India, Bangladesh ink 22 pacts in key sectors

While an accord on the sharing of Teesta waters continued to elude them, India and Bangladesh on Saturday signed 22 agreements, including five in defence and three in civil nuclear energy sectors, even as Prime Minister Narendra Modi announced a concessional Line of Credit (LoC) of $4.5 billion for development projects and another LoC of $500 million for defence-related procurement for Bangladesh.

Modi reassured Bangladesh Prime Minister Sheikh Hasina that his government was working with all stakeholders in India for an early conclusion of the Teesta water sharing agreement after she requested him for an early conclusion of the accord as was agreed upon between the countries in January 2011, a joint statement issued by the two sides said.

The two PMs directed their officials to meanwhile conclude discussions on various aspects relating to sharing of waters of the Feni, Manu, Muhuri, Khowai, Gumti, Dharla and Dudhkumar rivers.

In an indirect endorsement of India’s stand against Pakistan on the issue of terrorism, the joint statement said the two PMs strongly condemned the recent barbaric attacks in India and Bangladesh and expressed their conviction that the fight against terrorism should not only seek to disrupt and eliminate terrorists and terror organisations but also take strong measures against States which support and finance terrorism, provide sanctuary to terrorists and falsely extol their virtues. They shared the view that there should be no glorification of terrorists as martyrs.

On the trade and investment front, the two leaders noted that during the course of Sheikh Hasina’s visit, the private sectors of the two nations would sign agreements that would result in investment of more than $9 billion in Bangladesh.

The tone for making Sheikh Hasina’s four-day visit successful was set by Modi in the afternoon during the talks between the leaders. “While our partnership brings prosperity to our people, it also works to protect them from forces of radicalisation and extremism. Their spread poses a grave threat, not just to India and Bangladesh but to the entire region,” Modi said at a joint media interaction with Sheikh Hasina after talks between the leaders.

What was quite perceptible during the brief media event at the majestic Hyderabad House was the personal chemistry between the two leaders. West Bengal Chief Minister Mamata Banerjee, who too was present on the occasion, appeared quite relaxed as she joined the two PMs in formally launching rail and bus services between the two countries. However, there was no word on whether the Teesta issue figured during her interaction with Hasina over the lunch hosted by Modi.

But the Indian PM Modi did not disappoint the Bangladeshi delegation on the contentious issue, saying he firmly believed that “it is only my government and Excellency Sheikh Hasina, your government, that can and will find an early solution to the Teesta water sharing.’’

The $4.5 billion LoC announced by Mr Modi for projects in priority sectors in Bangladesh bring India’s resource allocation to the neighbouring country to $8 billion over the past six years.
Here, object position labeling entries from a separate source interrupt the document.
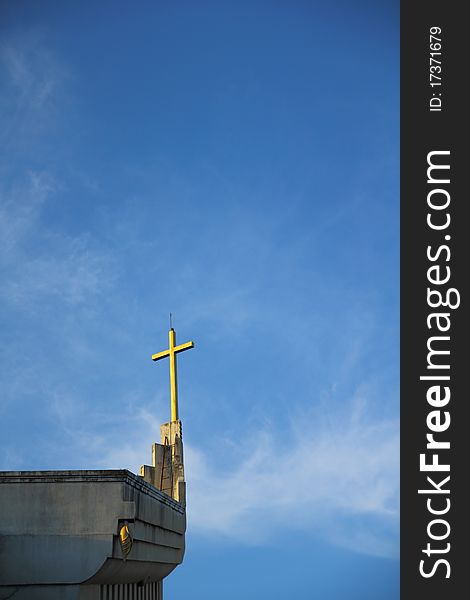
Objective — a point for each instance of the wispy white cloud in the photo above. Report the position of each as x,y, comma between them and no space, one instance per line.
337,482
309,479
32,81
38,262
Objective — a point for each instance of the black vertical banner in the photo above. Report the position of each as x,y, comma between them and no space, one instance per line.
435,249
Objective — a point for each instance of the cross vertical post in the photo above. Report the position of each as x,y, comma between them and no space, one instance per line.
171,352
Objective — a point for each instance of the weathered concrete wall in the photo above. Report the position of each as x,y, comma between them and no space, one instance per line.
166,472
131,591
61,527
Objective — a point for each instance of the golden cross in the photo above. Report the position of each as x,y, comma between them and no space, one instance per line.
172,352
The $500 million LoC to support defence-related purchases by Bangladesh is clearly aimed at reducing Dhaka’s dependence on China for meeting its defence requirements. However, Modi emphasised that India would be guided by Bangladesh’s needs and priorities in implementing this LoC.

In her brief remarks to the media, Hasina described India as the most important neighbour of Bangladesh, adding her government’s firm resolve to further strengthen ties with New Delhi.

Speaking about defence accords, Foreign Secretary S Jaishankar said, “We had a fairly extensive cooperation in the water and on the ground between our forces but there was some lacunae which has been corrected now.”

The other agreements relate to cooperation in areas like civil nuclear energy, cyber security, judicial services, passenger and cruise services, mass media, motor vehicle passenger traffic and trade.

Jaishankar said the two countries were expected to ink 12 business agreements to the tune of billions of dollars during Hasina’s visit, taking the number of accords to 34.